И тут я заболела малярией — внезапный острый приступ старой болезни с высочайшей температурой. Наш общий отъезд отложился на целых десять дней. Сыграло это роль в будущей трагедии? Вряд ли. Средств от этой болезни не было. Скажу коротко: Люля до конца жизни не сказала ни слова. Вернее, еще одно. Когда в Москве ее поместили в больницу и попросили мать не навещать ее месяц и когда по истечении месяца тетя Лёля появилась в палате, Люля подбежала к ней с криком: «Мама!» Это было ее последнее слово. Она сказала его в четыре года, а прожила до двадцати девяти лет, никогда больше не покидая дома.

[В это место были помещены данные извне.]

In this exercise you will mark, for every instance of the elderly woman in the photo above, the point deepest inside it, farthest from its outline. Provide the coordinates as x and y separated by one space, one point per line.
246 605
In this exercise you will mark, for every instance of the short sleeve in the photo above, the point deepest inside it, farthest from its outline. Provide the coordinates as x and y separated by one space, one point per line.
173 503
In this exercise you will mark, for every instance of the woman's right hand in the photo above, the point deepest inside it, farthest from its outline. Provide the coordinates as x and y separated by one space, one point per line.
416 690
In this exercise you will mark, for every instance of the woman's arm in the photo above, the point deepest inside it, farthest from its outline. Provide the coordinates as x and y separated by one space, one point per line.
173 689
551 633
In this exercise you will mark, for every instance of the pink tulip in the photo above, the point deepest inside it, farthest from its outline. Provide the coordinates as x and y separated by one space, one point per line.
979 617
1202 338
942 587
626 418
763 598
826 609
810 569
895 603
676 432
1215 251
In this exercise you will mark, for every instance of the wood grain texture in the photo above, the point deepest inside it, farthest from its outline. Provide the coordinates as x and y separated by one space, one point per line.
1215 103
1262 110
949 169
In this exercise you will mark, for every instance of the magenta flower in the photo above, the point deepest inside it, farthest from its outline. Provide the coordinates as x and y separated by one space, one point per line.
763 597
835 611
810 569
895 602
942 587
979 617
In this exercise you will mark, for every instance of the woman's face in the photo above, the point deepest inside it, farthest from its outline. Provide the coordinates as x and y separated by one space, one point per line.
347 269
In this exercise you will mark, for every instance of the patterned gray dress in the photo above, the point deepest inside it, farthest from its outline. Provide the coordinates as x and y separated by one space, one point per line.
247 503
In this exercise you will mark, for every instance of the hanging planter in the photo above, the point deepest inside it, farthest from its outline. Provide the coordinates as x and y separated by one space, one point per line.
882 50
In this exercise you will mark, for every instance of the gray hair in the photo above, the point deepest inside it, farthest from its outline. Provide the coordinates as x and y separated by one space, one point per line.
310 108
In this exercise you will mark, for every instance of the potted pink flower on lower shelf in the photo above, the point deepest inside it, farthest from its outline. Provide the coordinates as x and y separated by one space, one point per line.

Уже московского дома, в 1941 году осиротевшего: Александр Николаевич был убит под Вязьмой в октябре, когда Люлиной сестре Маше было два года, дом же Владыкиных был разбомблен 9 ноября 1941 года, когда они все, к счастью, жили у нас. Я больше ничего не буду рассказывать об этих бедах. То отдельная горестная повесть.
20
А в конце августа 1937 года под вечер мы вчетвером вышли из вагона на платформу Павелецкого вокзала. У меня в руках был удивительный своей величиной тамбовский подсолнух и крынка с малиновым вареньем. Еще из окна вагона я увидела головы мамы и папы и потому улыбалась во весь рот: они вместе! Какое счастье. И только ступила на платформу, как сердце мое покатилось куда-то вниз: мама была беременна. Почему я сразу поняла, что это конец, почему я поняла правильно? Ведь это могло означать и другое? Не могло. Знакомое физическое отвращение к матери подсказало правду. Там, на платформе, я старалась ничем не показать своего состояния. Родители тоже. Я заговорила преувеличенно оживленно о новой блузке. Мы все улыбались. И сестры друг другу. Я поняла, что они обе обоюдно осведомлены обо всем и только я одна ничего не знала. И такая моя догадка подтвердила окончательно мою уверенность в беде. Я не помню, как мы оказались дома.